Dans le cadre du présent article, nous essayerons de montrer, tout en se référant à l’histoire des
scandales financiers, principalement celui du cas Enron, comment la comptabilité, si elle n’est
pas éthique, affectera négativement toutes les composantes de la société, qui, souvent, prennent
des décisions vitales et fatales sur la base de l’information comptable et financière.

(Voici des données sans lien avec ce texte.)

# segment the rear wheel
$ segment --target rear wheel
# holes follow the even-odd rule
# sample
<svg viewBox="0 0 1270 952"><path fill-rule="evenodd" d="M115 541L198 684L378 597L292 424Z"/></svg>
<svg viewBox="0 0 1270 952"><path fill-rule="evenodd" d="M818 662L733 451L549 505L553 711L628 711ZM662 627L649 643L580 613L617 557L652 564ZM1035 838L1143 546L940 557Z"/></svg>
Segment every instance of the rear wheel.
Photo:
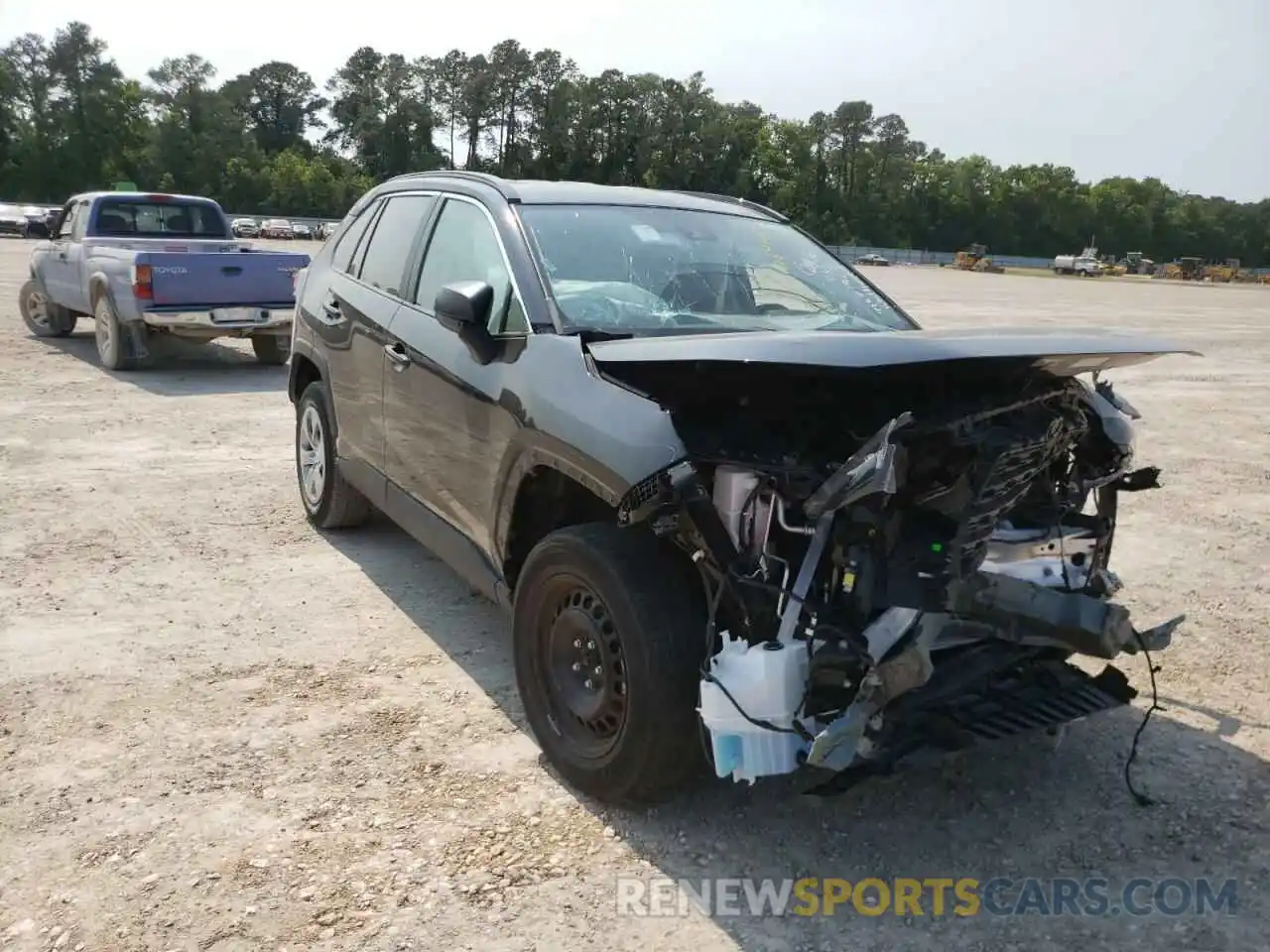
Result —
<svg viewBox="0 0 1270 952"><path fill-rule="evenodd" d="M371 504L335 465L326 385L314 381L296 405L296 480L305 515L319 529L340 529L366 520Z"/></svg>
<svg viewBox="0 0 1270 952"><path fill-rule="evenodd" d="M516 585L525 713L564 779L599 801L648 803L704 764L696 712L705 611L690 571L639 529L559 529Z"/></svg>
<svg viewBox="0 0 1270 952"><path fill-rule="evenodd" d="M93 322L97 325L97 355L105 369L131 371L141 363L130 353L128 341L124 339L127 329L114 312L108 294L98 297L93 306Z"/></svg>
<svg viewBox="0 0 1270 952"><path fill-rule="evenodd" d="M74 314L50 301L34 281L28 281L18 292L18 310L27 330L37 338L65 338L77 321Z"/></svg>
<svg viewBox="0 0 1270 952"><path fill-rule="evenodd" d="M282 336L253 336L251 349L255 350L255 359L271 367L281 367L291 357L291 338Z"/></svg>

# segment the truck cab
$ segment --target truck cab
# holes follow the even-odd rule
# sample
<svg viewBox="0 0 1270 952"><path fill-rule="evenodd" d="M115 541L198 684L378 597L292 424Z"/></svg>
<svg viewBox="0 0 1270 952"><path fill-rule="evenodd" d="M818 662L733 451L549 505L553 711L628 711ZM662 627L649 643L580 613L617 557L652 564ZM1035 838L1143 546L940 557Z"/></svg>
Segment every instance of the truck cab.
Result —
<svg viewBox="0 0 1270 952"><path fill-rule="evenodd" d="M64 206L33 249L19 303L37 336L65 336L91 316L108 369L145 362L155 335L249 338L263 363L284 363L293 275L307 264L309 255L236 240L210 198L86 193Z"/></svg>

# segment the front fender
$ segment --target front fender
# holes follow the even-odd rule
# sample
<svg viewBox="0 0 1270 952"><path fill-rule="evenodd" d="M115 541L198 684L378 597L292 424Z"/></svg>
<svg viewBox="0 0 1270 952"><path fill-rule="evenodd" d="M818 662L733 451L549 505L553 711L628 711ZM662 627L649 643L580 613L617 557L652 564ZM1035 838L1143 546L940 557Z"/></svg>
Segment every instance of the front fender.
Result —
<svg viewBox="0 0 1270 952"><path fill-rule="evenodd" d="M599 376L577 336L535 335L508 368L500 402L519 426L494 484L498 559L507 553L521 484L536 467L559 471L616 508L631 486L687 454L671 415Z"/></svg>

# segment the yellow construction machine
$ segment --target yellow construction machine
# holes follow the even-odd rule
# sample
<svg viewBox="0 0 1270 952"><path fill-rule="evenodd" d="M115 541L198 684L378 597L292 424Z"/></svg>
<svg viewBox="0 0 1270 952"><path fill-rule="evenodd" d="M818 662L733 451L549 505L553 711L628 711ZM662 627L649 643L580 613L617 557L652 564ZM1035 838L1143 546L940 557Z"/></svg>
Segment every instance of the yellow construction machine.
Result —
<svg viewBox="0 0 1270 952"><path fill-rule="evenodd" d="M1142 251L1128 251L1116 264L1118 274L1153 274L1156 263L1149 258L1143 258Z"/></svg>
<svg viewBox="0 0 1270 952"><path fill-rule="evenodd" d="M1165 265L1161 277L1167 281L1203 281L1204 259L1179 258L1176 261Z"/></svg>
<svg viewBox="0 0 1270 952"><path fill-rule="evenodd" d="M1240 277L1240 259L1227 258L1226 264L1210 264L1204 268L1204 278L1218 284L1229 284Z"/></svg>
<svg viewBox="0 0 1270 952"><path fill-rule="evenodd" d="M988 274L1003 274L1006 270L999 264L993 264L992 259L988 258L988 246L978 242L964 251L958 251L952 265L964 272L986 272Z"/></svg>

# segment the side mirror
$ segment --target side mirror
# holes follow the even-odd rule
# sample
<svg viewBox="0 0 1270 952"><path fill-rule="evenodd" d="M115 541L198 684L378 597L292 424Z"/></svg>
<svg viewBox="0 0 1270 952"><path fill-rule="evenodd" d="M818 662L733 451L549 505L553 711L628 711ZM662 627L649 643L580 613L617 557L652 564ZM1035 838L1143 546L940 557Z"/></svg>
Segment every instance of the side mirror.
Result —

Un autre objectif du présent travail est de montrer que la réalisation de l’objectif « affaires
éthiques et sans scandales » demande la consolidation des efforts de plusieurs acteurs sociaux :
les organismes de normalisation comptables, les professionnels, les établissements
d’enseignements, etc.…
Pour le traitement de ces deux principales questions, nous ferons une synthèse de la littérature se
rapportant au sujet et nous ferons des illustrations à travers des cas, principalement le cas de
l’affaire « Enron ».
1. Informations comptables et financières « non éthiques » perceptions4 et
effets sociaux : cas du scandale financier « Enron »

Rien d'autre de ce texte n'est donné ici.